Comprehensive supplemental materials, including a step-by-step workflow demonstration with grounding status categories, a user interface, and an example of a structured representation of a novel concept, are provided in Appendix \ref{appendix}.

\section{Discussion}

This work introduces grounding-first label space construction as an explicit pre-annotation workflow that links interactive annotation with ontology engineering under human control. Instead of treating semantic alignment as a post hoc step, the approach performs semantic structuring before annotation and produces a session ontology that serves as a \emph{semantic contract} for subsequent labelling.

This design addresses a central limitation of conventional annotation workflows. Flat label spaces are efficient, but collapse hierarchical structure and semantic relations, while post hoc grounding reconstructs meaning only after annotation decisions have already been made \cite{martinkova2025,fernandez-lopez_why_2019}. By making semantic commitments explicit during schema creation, the proposed workflow improves interoperability while still allowing experts to introduce locally meaningful concepts through controlled ontology modules.

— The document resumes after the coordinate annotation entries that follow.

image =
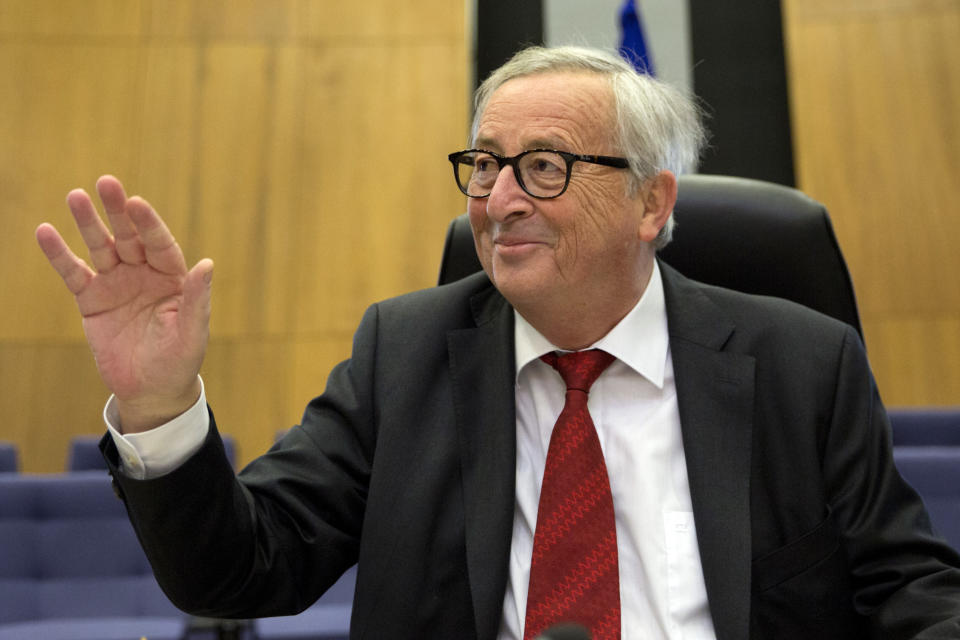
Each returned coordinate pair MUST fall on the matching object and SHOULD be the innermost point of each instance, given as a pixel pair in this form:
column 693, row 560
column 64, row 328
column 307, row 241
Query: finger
column 195, row 312
column 74, row 271
column 129, row 248
column 95, row 235
column 160, row 248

Beyond improved schema clarity, structured label spaces enable capabilities that are not accessible in conventional workflows. In particular, the resulting ontological representation supports hierarchical abstraction, multi-granularity annotation, and consistency checking through reasoning. Moreover, explicit grounding facilitates interoperability with external knowledge bases and enables reuse across datasets, reducing duplication of conceptual modelling effort. The inclusion of locally defined concepts, together with provenance metadata, further enables the capture of emerging domain knowledge without sacrificing transparency or future integrability. 

Overall, the proposed approach demonstrates how annotation can be reframed as a knowledge-centric process, in which label spaces are not static inputs but structured, evolving artefacts. This perspective provides a concrete step toward integrating data annotation with formal knowledge representation, supporting more interpretable, adaptable, and interoperable AI systems. %In this sense, the contribution is not only a system, but a workflow abstraction that operationalises ontology-grounded annotation under human control.

\section{Limitations and Future Work}

This work presents a system and workflow demonstration rather than a full empirical study. While the proposed architecture enables controlled and reproducible label space construction, several limitations remain. First, locally introduced novel concepts are currently preserved as structured, session-specific representations but are not yet systematically aligned with entities in existing ontologies or knowledge bases. Enabling candidate retrieval, mapping, and expert-validated alignment will be important for improving interoperability and facilitating consolidation into shared semantic resources. Second, ontology coverage is limited to a small set of domain resources; extending support to additional standards (e.g., Darwin Core, NCBI Taxonomy, PATO) is necessary to broaden applicability. 

A central open question concerns on evaluating grounding-first label space construction relative to existing annotation paradigms. We propose a comparative evaluation along three axes, contrasting (i) conventional flat-label annotation, (ii) annotation with fixed ontology-derived label spaces, and (iii) the proposed grounding-first approach. Evaluation should distinguish between workflow-level and knowledge-level outcomes. 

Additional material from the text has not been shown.